SDM recently reported that golf participation is sky high; it’s a near-perfect sport: easy to take up, socially distanced and involving physical activity and outdoor competition. Which is why nobody should be surprised that cycling, which shares many of those same attributes, is enjoying record levels of attention, too.
Last month, USA Cycling announced record participation in national championship events, including mountain biking and pro road racing. Registration for mountain biking nationals was up nearly 11 percent over 2019, with a significant number of participants in its first high school festival (held over the summer in Winter Park, Colorado). The number of junior athletes participating in racing and events is ahead of 2019, too, and overall USA Cycling membership is set to exceed 2019 numbers by more than 25 percent.
“We set out to truly champion cycling among youth this year,” USA Cycling president and CEO Rob DeMartini said in a statement. “It is clear that it is working. Events and programs like what we held at mountain bike nationals are helping to engage and include youth riders, setting them up to be cyclists for life.”
As part of its commitment to develop programs, USA Cycling’s inaugural Let’s Ride program with Free Bikes 4 Kidz and Wish 4 Wheels has donated over 600 bikes to kids. The Let’s Ride program also matches coaches and kids for skills camps on its website.

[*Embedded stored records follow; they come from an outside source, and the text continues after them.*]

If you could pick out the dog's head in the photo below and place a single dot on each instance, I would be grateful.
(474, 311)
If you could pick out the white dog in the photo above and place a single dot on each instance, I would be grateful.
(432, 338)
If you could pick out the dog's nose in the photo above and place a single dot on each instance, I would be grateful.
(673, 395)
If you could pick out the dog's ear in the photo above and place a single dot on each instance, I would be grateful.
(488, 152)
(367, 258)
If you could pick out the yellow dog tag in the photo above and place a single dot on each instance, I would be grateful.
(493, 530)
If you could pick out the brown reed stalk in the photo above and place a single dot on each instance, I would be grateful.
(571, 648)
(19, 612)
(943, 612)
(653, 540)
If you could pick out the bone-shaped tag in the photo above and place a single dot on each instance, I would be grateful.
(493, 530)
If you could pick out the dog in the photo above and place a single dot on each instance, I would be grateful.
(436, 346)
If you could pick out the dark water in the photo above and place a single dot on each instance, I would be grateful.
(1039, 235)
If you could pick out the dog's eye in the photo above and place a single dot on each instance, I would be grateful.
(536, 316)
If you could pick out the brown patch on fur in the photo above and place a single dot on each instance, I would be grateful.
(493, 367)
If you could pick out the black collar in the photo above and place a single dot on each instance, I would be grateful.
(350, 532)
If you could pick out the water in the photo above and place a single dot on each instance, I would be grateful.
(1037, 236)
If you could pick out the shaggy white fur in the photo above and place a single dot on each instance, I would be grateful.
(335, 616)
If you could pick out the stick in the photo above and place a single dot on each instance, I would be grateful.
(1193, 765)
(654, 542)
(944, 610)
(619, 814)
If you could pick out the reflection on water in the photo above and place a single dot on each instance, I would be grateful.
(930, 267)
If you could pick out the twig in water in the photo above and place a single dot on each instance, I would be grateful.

Another factor likely to influence cycling’s growth moving forward is the creation of a new discipline joining the Union Cycliste Internationale calendar next year: gravel. The discipline combines elements of road and mountain biking and takes place primarily on gravel, forest tracks, farm roads and other unsealed surfaces, notes endurance.biz,adding that races in the international governing body’s new Gravel World Series will be mass participation events. And participants in the new series will have the opportunity to qualify for the UCI Gravel World Championships.
Gravel riding already is kicking up some dust in the United States. “Part of why it’s become extremely popular is because you don’t have to worry about getting run over,” Deanna Duke, a gravel rider from Roslyn, Washington, recently told The Seattle Times. “ You don’t have to worry about cars or traffic, just wild animals.”
She added that the inclusive nature of gravel riding, compared to road cycling or mountain biking, also attracts her to the sport. “There’s just not that same level of intimidation factor with the technical skills or gear,” Duke said. “It’s a much more open and friendly culture.”
Some communities are going all in, hosting gravel rides like the Nepomuk Narly in Pisek, North Dakota, on October 2. The event featured two major divisions (a 50-mile Gold gravel loop and a 25-mile Silver gravel loop), plus several smaller ones.
“All of these gravel races are popping up in small towns,” Simon Murphy of the Grand Forks Ski and Bike Shop told the Grand Forks Herald, adding that he participated in the Unbound Gravel race over the summer in Emporia, Kansas, a small town in a region of the state known as the Flint Hills. “That event brings in 10,000 cyclists in one weekend in June, and all of these ex-world tour, pro athletes come and race, put themselves through a bunch of pain and have fun.”
Indeed, organizers of Gravel Unbound call their event — which takes places over four days, includes five races and features a “gravel expo” with more than 100 vendors — “the world’s greatest gravel event.”
UCI’s upcoming Gravel World Series is part of the organization’s new emphasis on off-road racing, which also includes plans to introduce a cyclocross team relay during the 2022 World Championships in Fayetteville, Arkansas, in January, according to cyclingweekly.com. Endurance.biz adds that it is considered a “test event” and will be evaluated to determine if the team relay will be part of future UCI Cyclocross World Championships. A UCI Snow Bike World Cup and World Championships for the 2022-23 winter season also are reportedly in the discussion phase.
“Every day when I wake up, I want to find some new ideas,” David Lappartient, who in September was re-elected to a second termas president of UCI, said after his re-election. “Our goal here is to enlarge cycling, to bring dreams to young riders and kids, to give the opportunity to see some wonderful events worldwide for all the disciplines across the five continents. This sport is not coming from nowhere. We have a very strong history and solid routes, more specifically on the track and road, but with the new disciplines coming in we have so many opportunities. Cycling is becoming a real big sport worldwide.”
Local rides are also doing well; the recent Cycle North Carolina Mountains to Coast Ride enjoyed participation from more than 750 riders who hailed not from just North Carolina but from 41 other states, as well as from Costa Rica and the U.K.